Сабота последовал за ним и хорошо сделал, потому что зрелище, открывшееся ему с вершины скалы, можно увидеть лишь раз в тысячу лет: дракон — быть может, последний дракон на земле — горел, метался, издыхал в страшных муках. Тёмные клубы дыма валили из пастей и ноздрей всех его трёх голов, а жёлто-зелёные языки пламени, которые чудище изрыгало, поджигали всё вокруг — траву, кусты, деревья. Дракон метался по ущелью в поисках воды, но воды не было ни капли — не зря Сабота велел Козлу отвести реку в другое русло. Огонь между тем разгорался всё сильнее. Дракон карабкался вверх по склону, поджигая всё новые и новые деревья, кусты, и с грохотом срывался вниз, на каменистое дно ущелья. Он неистово бил хвостом, и от этих ударов и ужасающего предсмертного рёва тряслась земля, раскалывались скалы и каменным дождём обрушивались на дракона.
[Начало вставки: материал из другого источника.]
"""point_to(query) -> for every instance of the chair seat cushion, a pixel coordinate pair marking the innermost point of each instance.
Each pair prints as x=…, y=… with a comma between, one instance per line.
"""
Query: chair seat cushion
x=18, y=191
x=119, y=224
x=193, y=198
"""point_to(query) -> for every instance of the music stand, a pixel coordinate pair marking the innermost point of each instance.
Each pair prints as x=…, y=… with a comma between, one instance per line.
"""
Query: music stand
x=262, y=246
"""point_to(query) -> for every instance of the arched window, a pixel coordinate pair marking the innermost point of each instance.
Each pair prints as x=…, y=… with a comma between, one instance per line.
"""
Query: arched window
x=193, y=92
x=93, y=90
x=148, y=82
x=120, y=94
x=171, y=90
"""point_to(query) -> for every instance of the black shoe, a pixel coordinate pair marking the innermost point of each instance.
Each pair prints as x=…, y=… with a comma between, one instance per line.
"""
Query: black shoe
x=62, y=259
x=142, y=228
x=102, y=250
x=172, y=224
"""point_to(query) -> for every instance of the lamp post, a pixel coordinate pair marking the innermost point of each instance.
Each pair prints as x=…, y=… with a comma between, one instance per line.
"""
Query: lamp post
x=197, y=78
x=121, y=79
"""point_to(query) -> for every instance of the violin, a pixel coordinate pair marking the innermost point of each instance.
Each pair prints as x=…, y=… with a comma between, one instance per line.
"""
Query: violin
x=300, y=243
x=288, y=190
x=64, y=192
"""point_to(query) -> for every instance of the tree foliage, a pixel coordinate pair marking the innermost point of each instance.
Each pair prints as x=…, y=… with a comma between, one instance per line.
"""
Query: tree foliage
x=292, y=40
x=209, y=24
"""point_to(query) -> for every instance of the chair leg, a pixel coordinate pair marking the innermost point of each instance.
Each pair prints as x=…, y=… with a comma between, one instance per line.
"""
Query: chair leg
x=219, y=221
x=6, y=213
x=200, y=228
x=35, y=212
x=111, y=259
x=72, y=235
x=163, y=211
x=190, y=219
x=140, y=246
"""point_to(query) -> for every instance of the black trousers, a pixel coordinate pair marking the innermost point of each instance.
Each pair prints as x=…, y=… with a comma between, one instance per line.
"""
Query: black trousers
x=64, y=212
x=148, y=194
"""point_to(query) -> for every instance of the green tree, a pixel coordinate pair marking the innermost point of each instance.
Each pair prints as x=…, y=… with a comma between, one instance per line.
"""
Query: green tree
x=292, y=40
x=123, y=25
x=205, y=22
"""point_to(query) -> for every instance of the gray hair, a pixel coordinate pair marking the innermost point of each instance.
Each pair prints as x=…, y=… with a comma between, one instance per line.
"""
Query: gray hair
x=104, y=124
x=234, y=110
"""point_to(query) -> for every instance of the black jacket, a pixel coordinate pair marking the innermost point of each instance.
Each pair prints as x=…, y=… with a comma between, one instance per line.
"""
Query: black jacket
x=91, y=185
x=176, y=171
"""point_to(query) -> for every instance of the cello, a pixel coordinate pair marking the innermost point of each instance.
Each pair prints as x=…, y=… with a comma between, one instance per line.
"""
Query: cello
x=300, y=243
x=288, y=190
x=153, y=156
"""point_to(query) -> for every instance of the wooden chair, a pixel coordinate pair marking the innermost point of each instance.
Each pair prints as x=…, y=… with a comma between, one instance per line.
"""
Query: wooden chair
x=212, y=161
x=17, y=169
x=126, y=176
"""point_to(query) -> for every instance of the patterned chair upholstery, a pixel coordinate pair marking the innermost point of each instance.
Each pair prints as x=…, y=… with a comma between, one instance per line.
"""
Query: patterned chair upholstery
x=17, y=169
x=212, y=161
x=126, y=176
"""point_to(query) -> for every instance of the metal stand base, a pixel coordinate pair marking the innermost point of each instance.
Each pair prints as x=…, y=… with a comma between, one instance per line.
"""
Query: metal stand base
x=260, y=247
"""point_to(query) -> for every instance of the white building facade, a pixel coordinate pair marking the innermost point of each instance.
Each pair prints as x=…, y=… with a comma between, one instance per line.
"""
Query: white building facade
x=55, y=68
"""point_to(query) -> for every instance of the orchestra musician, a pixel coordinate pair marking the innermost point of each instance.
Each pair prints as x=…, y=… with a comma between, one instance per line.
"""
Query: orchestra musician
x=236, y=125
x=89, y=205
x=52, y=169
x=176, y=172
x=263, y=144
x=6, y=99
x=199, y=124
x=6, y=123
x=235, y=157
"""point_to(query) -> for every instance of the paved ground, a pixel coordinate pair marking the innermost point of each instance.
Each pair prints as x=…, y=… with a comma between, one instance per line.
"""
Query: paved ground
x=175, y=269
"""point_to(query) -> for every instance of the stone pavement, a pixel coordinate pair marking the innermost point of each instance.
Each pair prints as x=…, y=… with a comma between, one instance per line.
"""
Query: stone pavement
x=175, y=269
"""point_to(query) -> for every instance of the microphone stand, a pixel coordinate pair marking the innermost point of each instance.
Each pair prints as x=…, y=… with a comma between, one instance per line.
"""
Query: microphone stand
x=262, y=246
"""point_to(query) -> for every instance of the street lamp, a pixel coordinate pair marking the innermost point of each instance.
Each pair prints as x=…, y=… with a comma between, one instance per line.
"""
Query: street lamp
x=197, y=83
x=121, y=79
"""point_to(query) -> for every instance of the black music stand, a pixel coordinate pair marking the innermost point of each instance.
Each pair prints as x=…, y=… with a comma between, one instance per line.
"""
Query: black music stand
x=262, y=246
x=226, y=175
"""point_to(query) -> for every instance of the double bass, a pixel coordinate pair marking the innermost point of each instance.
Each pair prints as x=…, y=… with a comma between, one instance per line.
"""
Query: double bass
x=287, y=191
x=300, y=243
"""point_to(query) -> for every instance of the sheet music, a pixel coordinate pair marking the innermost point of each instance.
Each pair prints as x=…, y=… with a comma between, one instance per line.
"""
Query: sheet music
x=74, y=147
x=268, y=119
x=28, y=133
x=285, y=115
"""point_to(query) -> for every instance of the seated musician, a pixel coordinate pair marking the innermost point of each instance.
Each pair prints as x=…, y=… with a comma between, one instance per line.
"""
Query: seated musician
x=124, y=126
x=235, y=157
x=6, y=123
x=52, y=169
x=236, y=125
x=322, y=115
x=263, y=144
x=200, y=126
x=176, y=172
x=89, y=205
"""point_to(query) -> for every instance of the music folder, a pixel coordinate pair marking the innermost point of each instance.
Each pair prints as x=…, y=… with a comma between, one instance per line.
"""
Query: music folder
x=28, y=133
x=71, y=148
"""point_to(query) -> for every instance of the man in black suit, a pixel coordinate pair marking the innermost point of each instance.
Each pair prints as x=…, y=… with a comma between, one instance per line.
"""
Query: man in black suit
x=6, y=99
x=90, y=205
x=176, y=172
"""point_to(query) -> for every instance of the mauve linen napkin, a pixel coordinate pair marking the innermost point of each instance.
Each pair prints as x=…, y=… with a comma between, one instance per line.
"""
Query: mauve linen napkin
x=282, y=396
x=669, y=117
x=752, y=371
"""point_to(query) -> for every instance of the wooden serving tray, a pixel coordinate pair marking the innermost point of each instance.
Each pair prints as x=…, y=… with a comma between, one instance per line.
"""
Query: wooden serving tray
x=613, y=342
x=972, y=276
Почуяв наконец, где вода, дракон, не переставая реветь, потащился по высохшему руслу. Он не полз, а словно подскакивал, на ходу разбивая хвостом камни и скалы. Крестьяне попрятались кто куда. Панакуди уже не смеялся: если разъярённый, горящий дракон дотащится до селения, он испепелит его, сровняет с землёй.
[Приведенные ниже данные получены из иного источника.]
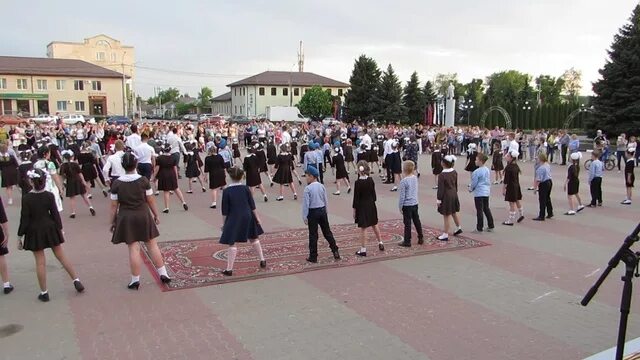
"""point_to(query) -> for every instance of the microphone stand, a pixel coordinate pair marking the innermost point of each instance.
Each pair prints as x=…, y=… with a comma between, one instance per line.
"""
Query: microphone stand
x=630, y=259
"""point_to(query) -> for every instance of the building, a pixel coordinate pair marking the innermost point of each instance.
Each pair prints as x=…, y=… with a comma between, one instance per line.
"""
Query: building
x=252, y=96
x=221, y=104
x=33, y=86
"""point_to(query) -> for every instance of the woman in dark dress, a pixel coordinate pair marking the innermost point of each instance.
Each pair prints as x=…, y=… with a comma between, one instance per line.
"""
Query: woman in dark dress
x=214, y=166
x=251, y=167
x=284, y=166
x=448, y=202
x=40, y=229
x=166, y=174
x=365, y=212
x=511, y=188
x=240, y=220
x=572, y=184
x=9, y=169
x=341, y=171
x=74, y=182
x=134, y=219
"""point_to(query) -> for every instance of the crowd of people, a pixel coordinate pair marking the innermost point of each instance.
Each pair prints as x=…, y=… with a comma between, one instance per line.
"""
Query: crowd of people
x=132, y=164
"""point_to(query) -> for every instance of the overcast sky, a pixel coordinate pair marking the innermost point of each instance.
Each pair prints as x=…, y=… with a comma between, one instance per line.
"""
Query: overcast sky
x=244, y=37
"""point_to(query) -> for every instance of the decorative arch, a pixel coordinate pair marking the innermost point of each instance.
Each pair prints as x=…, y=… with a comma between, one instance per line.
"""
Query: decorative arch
x=574, y=113
x=505, y=114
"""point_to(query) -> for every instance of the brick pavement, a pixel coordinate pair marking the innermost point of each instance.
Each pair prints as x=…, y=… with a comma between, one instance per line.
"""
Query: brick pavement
x=515, y=299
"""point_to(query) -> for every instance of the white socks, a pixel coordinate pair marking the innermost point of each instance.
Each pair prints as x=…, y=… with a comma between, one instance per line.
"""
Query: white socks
x=231, y=257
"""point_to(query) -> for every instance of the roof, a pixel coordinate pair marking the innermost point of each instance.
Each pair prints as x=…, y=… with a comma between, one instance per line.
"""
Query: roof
x=223, y=97
x=284, y=78
x=14, y=65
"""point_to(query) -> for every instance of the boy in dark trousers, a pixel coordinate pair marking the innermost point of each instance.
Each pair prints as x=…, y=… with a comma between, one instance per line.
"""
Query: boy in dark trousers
x=314, y=214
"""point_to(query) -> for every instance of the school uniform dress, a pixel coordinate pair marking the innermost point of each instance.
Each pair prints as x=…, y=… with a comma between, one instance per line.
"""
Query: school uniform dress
x=284, y=165
x=214, y=166
x=40, y=222
x=134, y=221
x=251, y=167
x=240, y=224
x=167, y=179
x=74, y=186
x=573, y=185
x=497, y=164
x=9, y=168
x=448, y=192
x=628, y=172
x=341, y=169
x=364, y=202
x=513, y=192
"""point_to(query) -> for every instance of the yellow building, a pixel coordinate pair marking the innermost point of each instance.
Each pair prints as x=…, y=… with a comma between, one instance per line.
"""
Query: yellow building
x=252, y=96
x=33, y=86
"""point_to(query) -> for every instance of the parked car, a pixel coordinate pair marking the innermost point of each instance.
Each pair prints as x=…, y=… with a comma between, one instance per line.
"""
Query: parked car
x=73, y=119
x=44, y=119
x=118, y=120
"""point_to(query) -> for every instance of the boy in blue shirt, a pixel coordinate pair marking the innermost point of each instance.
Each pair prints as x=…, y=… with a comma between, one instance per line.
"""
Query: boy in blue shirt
x=314, y=214
x=481, y=188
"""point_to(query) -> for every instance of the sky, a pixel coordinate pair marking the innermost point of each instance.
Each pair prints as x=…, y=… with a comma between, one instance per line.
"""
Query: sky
x=223, y=41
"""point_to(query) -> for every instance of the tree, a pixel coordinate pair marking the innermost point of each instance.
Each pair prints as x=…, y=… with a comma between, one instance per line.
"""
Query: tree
x=361, y=100
x=390, y=98
x=413, y=99
x=316, y=103
x=550, y=89
x=572, y=84
x=617, y=100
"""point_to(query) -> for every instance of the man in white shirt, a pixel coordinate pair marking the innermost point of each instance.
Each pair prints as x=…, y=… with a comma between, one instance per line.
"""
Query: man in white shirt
x=146, y=157
x=134, y=139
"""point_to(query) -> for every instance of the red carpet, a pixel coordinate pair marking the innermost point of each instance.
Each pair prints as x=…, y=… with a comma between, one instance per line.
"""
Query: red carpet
x=194, y=263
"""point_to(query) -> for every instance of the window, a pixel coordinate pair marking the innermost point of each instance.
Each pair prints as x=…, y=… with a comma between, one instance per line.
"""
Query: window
x=42, y=84
x=22, y=84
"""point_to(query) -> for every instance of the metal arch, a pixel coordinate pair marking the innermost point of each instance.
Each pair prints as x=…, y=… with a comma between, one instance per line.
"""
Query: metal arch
x=502, y=111
x=573, y=115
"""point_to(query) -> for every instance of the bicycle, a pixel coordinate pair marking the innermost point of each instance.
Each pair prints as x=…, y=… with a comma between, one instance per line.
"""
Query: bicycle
x=609, y=163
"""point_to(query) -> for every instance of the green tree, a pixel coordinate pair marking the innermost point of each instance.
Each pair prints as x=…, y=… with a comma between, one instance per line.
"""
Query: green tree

— О небо! — взмолился старик. — Смилуйся над нами!
Само собой, ни небо, ни люди не услышали его, а дракон продолжал громыхать и реветь. Вот он уже совсем близко от боярской крепости. Его манила вода в оборонительном рву. Пусть тухлая, но вода! Однако чудище так металось, так сотрясало всё вокруг, что стена старой, сгоревшей изнутри крепости пошатнулась, накренилась и обрушилась, доверху завалив ров.
Дракон дёрнулся в каком-то отчаянном прыжке, рухнул наземь и лопнул, разлетевшись на тысячи кусков!